In 2020, the workshop was led by Christopher Schaberg, Dorothy Harrell Brown Distinguished Professor of English at Loyola University of New Orleans and author of numerous books. Schaberg is founding co-editor of  Object Lessons--a series of books about objects such as bread, refrigerators, neckties, and sewing needles--and the leader of a national series of NEH Institutes on public writing.

In 2022-2023, the program allowed 20 faculty members to attend a two-day virtual workshop hosted by the Op-Ed Project.
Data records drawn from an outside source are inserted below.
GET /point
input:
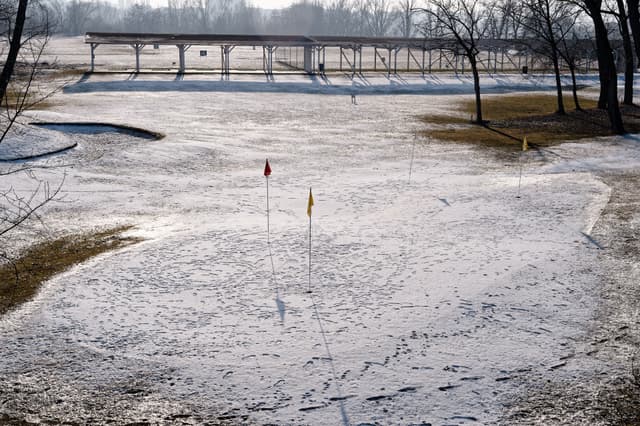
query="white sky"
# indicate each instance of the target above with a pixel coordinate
(265, 4)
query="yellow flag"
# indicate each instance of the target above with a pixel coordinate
(310, 203)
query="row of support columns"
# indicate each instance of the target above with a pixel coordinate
(315, 59)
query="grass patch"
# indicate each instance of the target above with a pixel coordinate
(509, 118)
(21, 279)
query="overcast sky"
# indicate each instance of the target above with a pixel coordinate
(265, 4)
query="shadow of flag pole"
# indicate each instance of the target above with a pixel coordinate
(309, 208)
(279, 302)
(413, 149)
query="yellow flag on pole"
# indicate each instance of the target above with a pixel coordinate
(310, 203)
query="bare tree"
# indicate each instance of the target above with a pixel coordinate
(15, 43)
(606, 64)
(548, 23)
(378, 16)
(633, 7)
(407, 8)
(27, 41)
(465, 22)
(620, 13)
(572, 49)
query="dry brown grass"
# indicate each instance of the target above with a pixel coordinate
(509, 118)
(20, 280)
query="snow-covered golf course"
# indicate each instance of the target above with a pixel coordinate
(441, 299)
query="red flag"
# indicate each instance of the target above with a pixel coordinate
(267, 169)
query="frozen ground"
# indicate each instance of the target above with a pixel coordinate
(440, 298)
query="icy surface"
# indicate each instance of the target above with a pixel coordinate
(437, 297)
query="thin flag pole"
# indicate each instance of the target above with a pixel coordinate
(413, 149)
(309, 206)
(525, 147)
(267, 173)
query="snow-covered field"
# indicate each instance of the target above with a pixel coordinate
(434, 300)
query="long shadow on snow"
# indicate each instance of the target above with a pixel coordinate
(313, 87)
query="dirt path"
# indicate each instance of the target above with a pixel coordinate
(606, 394)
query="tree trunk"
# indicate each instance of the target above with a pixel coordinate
(606, 63)
(556, 70)
(574, 86)
(14, 48)
(634, 22)
(628, 55)
(476, 87)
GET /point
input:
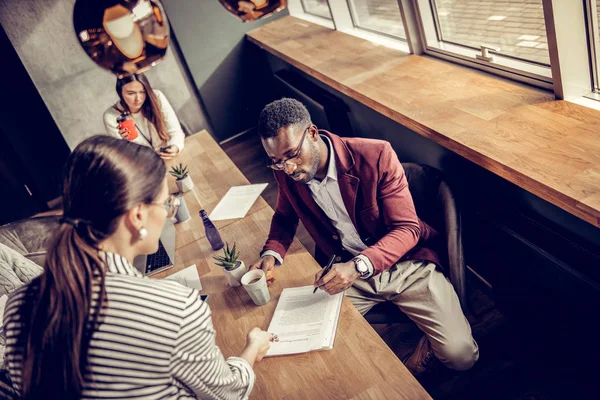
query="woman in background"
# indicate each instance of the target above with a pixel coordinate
(156, 122)
(91, 326)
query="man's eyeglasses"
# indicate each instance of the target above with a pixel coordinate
(292, 161)
(171, 205)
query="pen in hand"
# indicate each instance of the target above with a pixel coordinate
(327, 268)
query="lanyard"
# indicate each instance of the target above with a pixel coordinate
(145, 137)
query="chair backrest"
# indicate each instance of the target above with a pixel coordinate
(436, 206)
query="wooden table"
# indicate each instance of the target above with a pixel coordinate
(360, 366)
(545, 146)
(213, 174)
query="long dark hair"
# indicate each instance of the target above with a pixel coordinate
(151, 107)
(103, 179)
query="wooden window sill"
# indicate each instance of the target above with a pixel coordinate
(548, 147)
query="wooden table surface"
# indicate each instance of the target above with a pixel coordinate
(549, 147)
(213, 174)
(360, 366)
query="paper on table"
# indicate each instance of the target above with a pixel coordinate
(187, 277)
(237, 201)
(304, 321)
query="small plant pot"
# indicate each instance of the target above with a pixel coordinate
(185, 185)
(235, 275)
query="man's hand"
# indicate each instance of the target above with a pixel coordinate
(339, 278)
(267, 264)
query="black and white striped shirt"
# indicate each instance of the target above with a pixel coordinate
(155, 340)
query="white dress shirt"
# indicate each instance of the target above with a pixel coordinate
(328, 197)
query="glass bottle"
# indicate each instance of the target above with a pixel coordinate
(212, 234)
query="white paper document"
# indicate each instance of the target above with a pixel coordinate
(187, 277)
(237, 201)
(304, 321)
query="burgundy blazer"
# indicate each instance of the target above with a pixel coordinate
(376, 195)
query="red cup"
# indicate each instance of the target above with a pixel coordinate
(126, 122)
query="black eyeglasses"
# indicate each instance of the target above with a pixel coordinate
(292, 161)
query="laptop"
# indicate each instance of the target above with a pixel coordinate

Participants then critiqued each other's essays in a workshop coordinated by Professor Kimberly Hamlin in early March. Participants received $250 in professional expenses.

To date, nearly 20 program participants have published articles in high profile newspapers and online journals such as The Conversation, The New York Times, and  The Washington Post.

The program is not offered every year. Please consult the Faculty Opportunities page for information about when the program is running and for application deadlines.

Grant Development Workshops

Helping Faculty Secure External Funding for their Scholarship

The Humanities Center Grant Development Workshops aim to increase external funding for individual and collaborative faculty projects.

The inaugural workshop was coordinated in January 2021 by Mary Jean Corbett, Distinguished Professor of English. Fourteen faculty members participated, including two  collaborative project teams. They met for two intense days of  proposal review. Each received $250 in research funding and a proposal review from Fred Winter, Senior Program Officer at the National Endowment for the Humanities. Teams developing collaborative applications also received up to $2,000 to plan on-campus events related to their research proposal.

The 2021 Grant Development Workshop also included an initial information session explaining university policies related to humanities grants and a talk by Fred Winter on how to identify and secure significant external funding to support humanities research.  

This program is not offered every year. Please consult the Faculty Opportunities page to for information about when the program is running and for application deadlines.

Digital Methods Workshops

Deploying New Tools for Cultural Analysis

The digital methods workshop allows humanities scholars to explore new ways of studying, visualizing, and analyzing human experience. The 2016 workshop took place in Miami's Geographic Information Science laboratory, where faculty members worked on ways of mapping complex historical and cultural data sets. Participants have used mapping technology in subsequent research and digital humanities projects.

This program is not offered most years. Please consult the Faculty Opportunities page to for information about when this program is running and for application deadlines.